Not sure of how to utilize that information, but wanting to prevent another loss to the Japanese, the rowing team's management structure was totally reorganized to 4 steering supervisors, 3 area steering superintendents, and 1 assistant superintendent steering manager.

They also implemented a new performance system that would give the 1 person rowing the boat greater incentive to work harder. It was called the 'Rowing Team Quality First Program,' with meetings, dinners, and free pens for the rower. There was discussion of getting new paddles, canoes, and other equipment, extra vacation days for practices and bonuses.

The next year the Japanese won by two miles.

Humiliated, the American management laid off the rower for poor performance, halted development of a new canoe, sold the paddles, and canceled all capital investments for new equipment. The money saved was distributed to the Senior Executives as bonuses and the next year's racing team was out-sourced to India.

Of course General Motors has learned a lot about their Asian counterpart Toyota. It now rolls out Toyota’s Matrix and Fortuner as the Pontiac Vibes and the GMAC Acadia. Ford Explorer has decided to abandon its truck mentality by converting leaf spring rear suspensions to fully independent versions - thus prevent frequent turnturtle and savings a lot of customer lives that it used to blame on a “defect” in Firestone products.

But Chrysler is recalcitrant.
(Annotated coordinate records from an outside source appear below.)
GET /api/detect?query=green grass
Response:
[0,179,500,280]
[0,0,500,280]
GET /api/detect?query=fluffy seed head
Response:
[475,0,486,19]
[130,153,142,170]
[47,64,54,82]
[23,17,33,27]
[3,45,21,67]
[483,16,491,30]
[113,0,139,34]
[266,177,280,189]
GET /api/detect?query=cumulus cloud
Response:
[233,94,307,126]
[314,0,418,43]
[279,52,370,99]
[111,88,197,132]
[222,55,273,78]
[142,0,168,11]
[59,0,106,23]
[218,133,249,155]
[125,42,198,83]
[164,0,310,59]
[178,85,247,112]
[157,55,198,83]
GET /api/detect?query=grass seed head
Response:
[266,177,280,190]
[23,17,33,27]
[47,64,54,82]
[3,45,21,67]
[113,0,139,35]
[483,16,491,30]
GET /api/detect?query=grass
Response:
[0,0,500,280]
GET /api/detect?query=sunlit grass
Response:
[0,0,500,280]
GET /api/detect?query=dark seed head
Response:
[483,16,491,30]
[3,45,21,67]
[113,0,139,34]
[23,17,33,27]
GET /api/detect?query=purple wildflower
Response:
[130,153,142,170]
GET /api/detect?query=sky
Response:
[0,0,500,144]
After virtually dominating the passenger van market with two outstanding Dodge Caravan model changes, it proceeded to its third upgrade abandoning its bulgy side looks not only dropping the wide wheel base but converting it to a boxy look. Worse, it totally dropped the delta design of its rear stop lights, to one that looks like those deep rectangles of Chevy vans. I would not be surprised if the sale of its other derivatives, the Plymouth Voyager and Chrysler Town and Country share a substantial sales drop. They have just lost their identity edge, not to mention the various electrical recalls that have plagued all its products for the past four years.

It’s all a question of valuable positioning that Chrysler has lost, not to mention its 8-cylinder mini Jeep models that flooded its dealer lots while the pump rose to the $4 level.

Now that President Bush has already approved the American auto bailout after the Senate threw it out of the window, we can only surmise what next canoe race Detroit will lose to Nagoya.

Ado Paglinawan is a former press officer of the Philippine Embassy in Washington DC who occasionally contributes to the Philippines Daily Inquirer. He writes for various email groups and blogs under the pseudonym "mymaestro888". Ado has best served overseas Filipinos as a resource person providing inside information and backgrounders about the celebrated fertilizer scam that rocked the Philippine Agriculture Department and the Presidency since 2004.